Why our Bentgrass Thrives

By:
Stu Rowland, Director of Agronomy

Summertime in the Hill Country is upon us with the warm Southern breeze and the rain spigot seemingly turned off from the welcomed spring rains. The course has benefitted from those rains as course conditions have been excellent to start the summer. One area that we focus on during the summer is our bentgrass greens. Cordillera’s Pure Distinction bentgrass is a highlight of the Club’s golf experience and during the summer, it takes many tools and talents to keep them rolling nicely.

Bentgrass has historically been a grass that finds its home in regions where the climate is cooler than the Southern states. It is a C3 plant, meaning that it has adapted to cooler environments where it thrives in either wet or dry environments. Although we can see some wild swings in temperatures, our Pure Distinction bentgrass grows nearly all 52 weeks of the year, unlike Bermuda surfaces that have a period of dormancy in the winter. Bentgrass is also chosen for its fine-bladed texture and density. With a dense canopy of fine blades of turf, putting across the surface will be smoother and more consistent than C4 (warm season) turf grasses.
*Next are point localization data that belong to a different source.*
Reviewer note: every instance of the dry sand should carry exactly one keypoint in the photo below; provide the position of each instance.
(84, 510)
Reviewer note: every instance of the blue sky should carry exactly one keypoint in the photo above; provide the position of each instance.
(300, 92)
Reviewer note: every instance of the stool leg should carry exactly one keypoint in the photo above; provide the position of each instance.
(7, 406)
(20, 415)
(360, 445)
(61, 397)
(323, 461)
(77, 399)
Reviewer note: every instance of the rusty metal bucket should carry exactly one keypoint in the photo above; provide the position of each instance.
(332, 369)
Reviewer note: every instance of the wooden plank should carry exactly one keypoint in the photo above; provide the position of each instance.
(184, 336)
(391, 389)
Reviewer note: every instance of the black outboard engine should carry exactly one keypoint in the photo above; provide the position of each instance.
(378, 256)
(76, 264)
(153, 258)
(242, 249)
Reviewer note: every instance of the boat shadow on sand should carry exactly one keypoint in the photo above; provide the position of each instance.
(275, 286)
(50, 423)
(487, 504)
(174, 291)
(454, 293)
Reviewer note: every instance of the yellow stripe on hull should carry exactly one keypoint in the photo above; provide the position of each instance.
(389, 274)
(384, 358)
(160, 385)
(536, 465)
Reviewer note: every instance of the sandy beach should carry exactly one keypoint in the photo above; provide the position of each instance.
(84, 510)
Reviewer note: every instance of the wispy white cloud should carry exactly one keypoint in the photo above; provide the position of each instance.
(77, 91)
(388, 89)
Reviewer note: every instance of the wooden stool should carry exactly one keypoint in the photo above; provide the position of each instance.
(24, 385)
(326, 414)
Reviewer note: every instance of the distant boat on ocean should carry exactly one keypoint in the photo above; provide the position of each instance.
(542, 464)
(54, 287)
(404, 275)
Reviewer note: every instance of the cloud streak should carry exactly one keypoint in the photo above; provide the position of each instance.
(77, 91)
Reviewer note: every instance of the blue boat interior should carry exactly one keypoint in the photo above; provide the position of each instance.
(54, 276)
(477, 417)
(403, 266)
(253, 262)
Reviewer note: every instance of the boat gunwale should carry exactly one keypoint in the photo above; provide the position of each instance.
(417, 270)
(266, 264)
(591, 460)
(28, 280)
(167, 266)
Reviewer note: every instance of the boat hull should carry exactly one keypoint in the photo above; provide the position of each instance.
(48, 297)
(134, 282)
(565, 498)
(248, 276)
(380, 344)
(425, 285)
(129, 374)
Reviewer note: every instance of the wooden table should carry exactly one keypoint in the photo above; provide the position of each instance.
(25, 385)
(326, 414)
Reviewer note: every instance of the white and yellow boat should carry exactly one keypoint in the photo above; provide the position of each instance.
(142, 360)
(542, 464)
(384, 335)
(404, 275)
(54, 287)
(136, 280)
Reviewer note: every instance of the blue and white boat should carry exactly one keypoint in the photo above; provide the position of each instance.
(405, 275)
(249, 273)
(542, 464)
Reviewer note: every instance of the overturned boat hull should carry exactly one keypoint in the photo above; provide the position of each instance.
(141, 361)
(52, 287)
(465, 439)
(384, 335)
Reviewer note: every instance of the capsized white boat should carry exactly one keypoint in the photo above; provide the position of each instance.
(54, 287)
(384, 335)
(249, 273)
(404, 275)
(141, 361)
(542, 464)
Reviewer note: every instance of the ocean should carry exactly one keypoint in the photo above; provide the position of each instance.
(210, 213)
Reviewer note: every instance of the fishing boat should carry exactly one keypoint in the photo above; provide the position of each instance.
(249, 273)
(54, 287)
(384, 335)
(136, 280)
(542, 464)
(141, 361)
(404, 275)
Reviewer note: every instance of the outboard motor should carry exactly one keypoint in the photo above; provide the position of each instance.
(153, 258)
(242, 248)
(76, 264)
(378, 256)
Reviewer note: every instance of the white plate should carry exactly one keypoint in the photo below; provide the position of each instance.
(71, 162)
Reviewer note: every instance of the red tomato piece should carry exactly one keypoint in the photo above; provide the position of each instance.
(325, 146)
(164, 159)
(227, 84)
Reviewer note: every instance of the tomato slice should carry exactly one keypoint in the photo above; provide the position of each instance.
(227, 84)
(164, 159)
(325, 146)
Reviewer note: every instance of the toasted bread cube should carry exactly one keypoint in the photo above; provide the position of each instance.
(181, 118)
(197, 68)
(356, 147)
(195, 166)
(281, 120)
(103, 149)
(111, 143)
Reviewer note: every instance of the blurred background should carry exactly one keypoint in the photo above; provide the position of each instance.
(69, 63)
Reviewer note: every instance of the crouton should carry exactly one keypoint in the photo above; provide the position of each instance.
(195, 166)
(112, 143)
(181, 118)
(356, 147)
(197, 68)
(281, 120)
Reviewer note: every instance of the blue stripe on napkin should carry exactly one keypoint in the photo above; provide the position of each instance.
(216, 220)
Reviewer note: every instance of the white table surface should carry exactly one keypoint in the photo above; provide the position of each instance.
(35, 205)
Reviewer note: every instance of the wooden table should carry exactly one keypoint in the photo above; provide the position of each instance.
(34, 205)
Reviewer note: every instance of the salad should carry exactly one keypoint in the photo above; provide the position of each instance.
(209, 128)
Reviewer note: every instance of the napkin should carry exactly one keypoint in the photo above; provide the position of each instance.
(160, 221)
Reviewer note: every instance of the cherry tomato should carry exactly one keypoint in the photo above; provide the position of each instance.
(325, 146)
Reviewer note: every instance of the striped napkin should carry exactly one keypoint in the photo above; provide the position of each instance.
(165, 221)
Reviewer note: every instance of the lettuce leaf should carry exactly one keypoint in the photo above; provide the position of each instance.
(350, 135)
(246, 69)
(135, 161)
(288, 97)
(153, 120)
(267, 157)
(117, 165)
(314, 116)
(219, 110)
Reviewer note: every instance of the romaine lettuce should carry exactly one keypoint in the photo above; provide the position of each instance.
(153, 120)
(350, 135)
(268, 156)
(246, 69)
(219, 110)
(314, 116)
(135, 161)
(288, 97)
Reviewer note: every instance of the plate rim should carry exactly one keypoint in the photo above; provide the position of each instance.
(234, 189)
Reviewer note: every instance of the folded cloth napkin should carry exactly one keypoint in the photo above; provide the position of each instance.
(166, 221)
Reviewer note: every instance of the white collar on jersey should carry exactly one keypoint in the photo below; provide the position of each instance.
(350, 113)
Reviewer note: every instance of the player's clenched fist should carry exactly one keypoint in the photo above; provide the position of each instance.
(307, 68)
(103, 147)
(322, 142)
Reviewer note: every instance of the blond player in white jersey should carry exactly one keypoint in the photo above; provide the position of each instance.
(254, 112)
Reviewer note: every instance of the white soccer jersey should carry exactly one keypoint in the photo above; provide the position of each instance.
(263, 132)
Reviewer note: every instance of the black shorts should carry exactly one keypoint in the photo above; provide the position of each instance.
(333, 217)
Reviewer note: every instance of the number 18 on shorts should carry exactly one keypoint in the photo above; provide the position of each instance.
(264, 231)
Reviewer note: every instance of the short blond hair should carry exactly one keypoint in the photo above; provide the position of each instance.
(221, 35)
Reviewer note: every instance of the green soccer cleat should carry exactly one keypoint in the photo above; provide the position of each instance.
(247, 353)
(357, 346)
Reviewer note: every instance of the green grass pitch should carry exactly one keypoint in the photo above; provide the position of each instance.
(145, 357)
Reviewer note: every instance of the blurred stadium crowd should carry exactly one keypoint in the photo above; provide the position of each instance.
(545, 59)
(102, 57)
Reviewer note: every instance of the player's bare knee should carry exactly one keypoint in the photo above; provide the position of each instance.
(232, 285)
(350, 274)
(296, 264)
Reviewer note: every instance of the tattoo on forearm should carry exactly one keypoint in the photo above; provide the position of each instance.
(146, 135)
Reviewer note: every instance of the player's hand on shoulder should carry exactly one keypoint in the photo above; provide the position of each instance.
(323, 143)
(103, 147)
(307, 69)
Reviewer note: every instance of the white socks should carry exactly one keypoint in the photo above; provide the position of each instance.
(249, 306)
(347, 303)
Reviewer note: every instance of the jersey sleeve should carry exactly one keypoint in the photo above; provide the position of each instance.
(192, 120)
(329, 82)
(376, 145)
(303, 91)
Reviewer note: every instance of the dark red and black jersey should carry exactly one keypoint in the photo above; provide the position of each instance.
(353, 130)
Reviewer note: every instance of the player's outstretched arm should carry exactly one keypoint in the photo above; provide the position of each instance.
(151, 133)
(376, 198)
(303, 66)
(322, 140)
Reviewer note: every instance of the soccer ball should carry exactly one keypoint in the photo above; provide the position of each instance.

When summer arrives, bentgrass is more susceptible to both environmental and mechanical stresses. To address those stresses, we employ a few tools and strategies. First, mowing the greens every day and each green receiving 100 golfers or more walking all over creates a tremendous amount of stress. To alleviate that stress, we employ consistent topdressing and aeration of some kind each Monday to reduce compaction and allow the greens to breathe and recover. Summer aerification consists of smaller pencil-sized holes that have minimal impact on golf as well as the topdressing of a very light coat of sand. Unlike the spring and fall aerifications in which we disrupt the surfaces much more, our summer practices are lighter in an effort to achieve recovery and lower impact to play.

Secondly, and most importantly, is our irrigation and water management. As we like to say, “Water kills!” The task of monitoring moisture and deciding how much water is part science and part feel. Before the advent of monitoring devices (pictured), watering would happen more on dry days, less on humid days, and we’d poke a sample probe in the ground to see how wet or dry the soil was. Today, we use a device that measures the volumetric water content percentage of the soil under the turf. Depending on the forecasted temperature and humidity, we can be much more specific with our water amounts and locations of applied water as we typically measure 20-30 spots over each green. Still, this requires a skilled person with a water hose to apply the correct amount of water. Too much water on a hot humid day can essentially boil the grass, whereas the perfect amount keeps the grass with enough moisture to maintain temperature throughout the day.

Finally, our last tool is essential to keep air flowing over the surface to cool the plant. When you sweat, beads of water form on your skin and when you feel a breeze, your skin feels suddenly cool. The same is true with the fans we place around our greens (pictured). The fans keep constant airflow over the surface of the green and promote the evaporative cooling effect to the turf. Additionally, the fans keep the surfaces dry, reducing the potential for disease and surface algae from the increased watering during the summer. As an added benefit, the fans promote oxygen exchange with the soil as air constantly flows across the surface especially when we do our light venting aerifications.

Cordillera Ranch’s greens are the Southernmost in the USA that are bentgrass. The time, tools and team talents keep them thriving, even in the most stressful months of the year.